A second “app” that gets a lot of use – even though it misapplies important principles of love – is the “Love-others-INSTEAD-of-yourself” application, one that masquerades as the Christian understanding of love. In this approach to loving, the person places him/herself last, thinking this is the self-sacrificing action required to be authentically loving. At its most perverted, this kind of lover loves others because she believes herself unlovable and/or he feels undeserving of love. So everyone else’s needs come first, and I must serve because others deserve it more than I do. And if I totally focus on the other, maybe I can trick this one into thinking I deserve to be loved, even though I really don’t. Again, this approach is certainly a more positive choice than hating others and seems more constructive at first, especially to the ones receiving the love gift. However, love applied in this fashion is not healthy – either for the recipient (who usually senses there is a hook called “guilt” in that bait somewhere) or for the lover (who eventually will feel put upon and Unappreciated). This behavior when identified is usually called the “martyr complex.” And, while there are many noble Christan lovers who are admiringly labeled “martyrs,” their sacrifice of blood did not come from a place of low self-esteem or from a place of manipulation and control. This form of “buying” love with our behavior is another form of love that fails time and time again. Parents often get trapped in this format. They expect children to be grateful for the sacrifices they have made – yes, out of love. But what kind of love is it that feels disappointed when the return on the investment wasn’t as anticipated? I read once that we don’t love our children in order to get them to love us, but in order to teach them how to love others.
Which brings us to the third love “app” – the application that, I believe, is the healthy, joyful, best use of the word “love” – the loving-others-AS-OURSELVES” approach. In other words, I am instructed to love myself authentically – to recognize my needs and act appropriately to satisfy them, to have the understanding that I am lovable and capable and important – just like everyone else. Jesus never asked anyone to give up what they didn’t already possess. Before I can “lay down my life for a friend,” I must first truly possess a sense of my own value. There are those who see the Jesus message in the light of martyrdom, of sacrificing self for a “cause” in order to accomplish something. And that application is certainly there.

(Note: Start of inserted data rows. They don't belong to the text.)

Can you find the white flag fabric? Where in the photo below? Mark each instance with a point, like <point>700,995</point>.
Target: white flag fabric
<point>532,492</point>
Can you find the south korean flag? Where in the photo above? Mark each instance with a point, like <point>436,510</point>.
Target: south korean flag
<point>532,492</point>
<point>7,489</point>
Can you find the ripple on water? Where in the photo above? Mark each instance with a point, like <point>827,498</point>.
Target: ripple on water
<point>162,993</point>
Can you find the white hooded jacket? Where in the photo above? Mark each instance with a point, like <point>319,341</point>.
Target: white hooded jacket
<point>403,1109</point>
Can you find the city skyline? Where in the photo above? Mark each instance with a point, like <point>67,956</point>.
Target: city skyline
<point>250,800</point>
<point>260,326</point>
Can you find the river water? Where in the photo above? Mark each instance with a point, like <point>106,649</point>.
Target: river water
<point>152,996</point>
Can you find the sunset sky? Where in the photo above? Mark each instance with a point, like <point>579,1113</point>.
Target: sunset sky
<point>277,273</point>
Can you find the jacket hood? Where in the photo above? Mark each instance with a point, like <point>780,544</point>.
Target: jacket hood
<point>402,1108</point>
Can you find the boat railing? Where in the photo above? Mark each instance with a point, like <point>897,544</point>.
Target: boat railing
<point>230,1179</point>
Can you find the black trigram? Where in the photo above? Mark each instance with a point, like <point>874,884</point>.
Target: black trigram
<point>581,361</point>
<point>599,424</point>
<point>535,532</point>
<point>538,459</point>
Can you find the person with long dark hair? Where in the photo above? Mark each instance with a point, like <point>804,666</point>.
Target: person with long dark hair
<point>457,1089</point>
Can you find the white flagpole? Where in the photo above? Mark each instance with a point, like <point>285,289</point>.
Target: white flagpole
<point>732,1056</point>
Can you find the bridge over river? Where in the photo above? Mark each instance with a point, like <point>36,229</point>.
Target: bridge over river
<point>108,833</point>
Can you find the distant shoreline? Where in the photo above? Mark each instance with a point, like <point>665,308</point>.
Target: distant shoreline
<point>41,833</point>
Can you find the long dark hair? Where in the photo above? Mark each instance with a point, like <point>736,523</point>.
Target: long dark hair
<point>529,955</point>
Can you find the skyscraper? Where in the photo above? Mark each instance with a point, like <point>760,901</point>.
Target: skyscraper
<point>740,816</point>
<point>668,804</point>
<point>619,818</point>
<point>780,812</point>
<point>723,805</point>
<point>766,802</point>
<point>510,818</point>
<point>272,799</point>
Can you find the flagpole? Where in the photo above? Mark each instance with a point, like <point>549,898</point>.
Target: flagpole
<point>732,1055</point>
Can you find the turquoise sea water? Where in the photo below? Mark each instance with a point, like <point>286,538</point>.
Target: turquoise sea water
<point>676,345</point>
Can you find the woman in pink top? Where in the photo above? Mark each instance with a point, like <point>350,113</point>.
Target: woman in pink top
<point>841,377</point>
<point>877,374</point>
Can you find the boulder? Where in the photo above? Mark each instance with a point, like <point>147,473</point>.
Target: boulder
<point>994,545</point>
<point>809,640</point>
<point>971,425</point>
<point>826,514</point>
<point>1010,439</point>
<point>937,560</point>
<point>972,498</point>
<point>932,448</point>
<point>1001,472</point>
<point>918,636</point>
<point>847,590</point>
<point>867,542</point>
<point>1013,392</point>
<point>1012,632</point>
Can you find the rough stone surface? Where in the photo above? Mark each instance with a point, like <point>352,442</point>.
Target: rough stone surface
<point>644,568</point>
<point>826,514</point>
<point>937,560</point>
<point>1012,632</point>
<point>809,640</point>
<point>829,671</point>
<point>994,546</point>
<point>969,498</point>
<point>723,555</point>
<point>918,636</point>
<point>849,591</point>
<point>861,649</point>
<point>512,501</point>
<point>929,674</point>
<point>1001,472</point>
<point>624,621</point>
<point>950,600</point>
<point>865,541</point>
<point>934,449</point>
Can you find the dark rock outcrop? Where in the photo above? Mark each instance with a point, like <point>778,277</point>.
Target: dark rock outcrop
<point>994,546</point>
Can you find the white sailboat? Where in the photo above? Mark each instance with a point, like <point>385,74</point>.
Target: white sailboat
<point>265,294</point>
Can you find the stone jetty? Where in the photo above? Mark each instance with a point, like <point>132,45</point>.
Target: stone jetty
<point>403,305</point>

But what they miss is the sweating blood moment beforehand. Jesus didn’t really WANT to die. He CHOSE to – even with the uncertainty of whether others would get the message he was delivering or not. Counseling folks who found marriages crumbling, I have often heard desperate pleas to get the estranged loved one to stay or to come back. Generally, that marriage has been the result of love application #1 or #2. For, as Anne Morrow Lindbergh wrote, “Him that I love I wish to be free – even from me.” That is truly love without a hook in it.
God knows the condition necessary for human beings to grow is the freedom to choose. That God-given freedom is what life in this world provides – not freedom from limits, but freedom to choose our responses within them. How to love is one of our choices. I believe we employ God’s gift best when we seek to offer unconditional love. Yet we continue to choose other cheaper versions of the love concept because app #3 is so costly. God has completely demonstrated perfect love for us. Did God chose the path of sacrifice to seek our love in return? No. Jesus’ sacrifice was God showing us how to love others.
Maybe my mother’s favorite saying should be modified slightly: “When love fails, examine the Source, then double the dose.”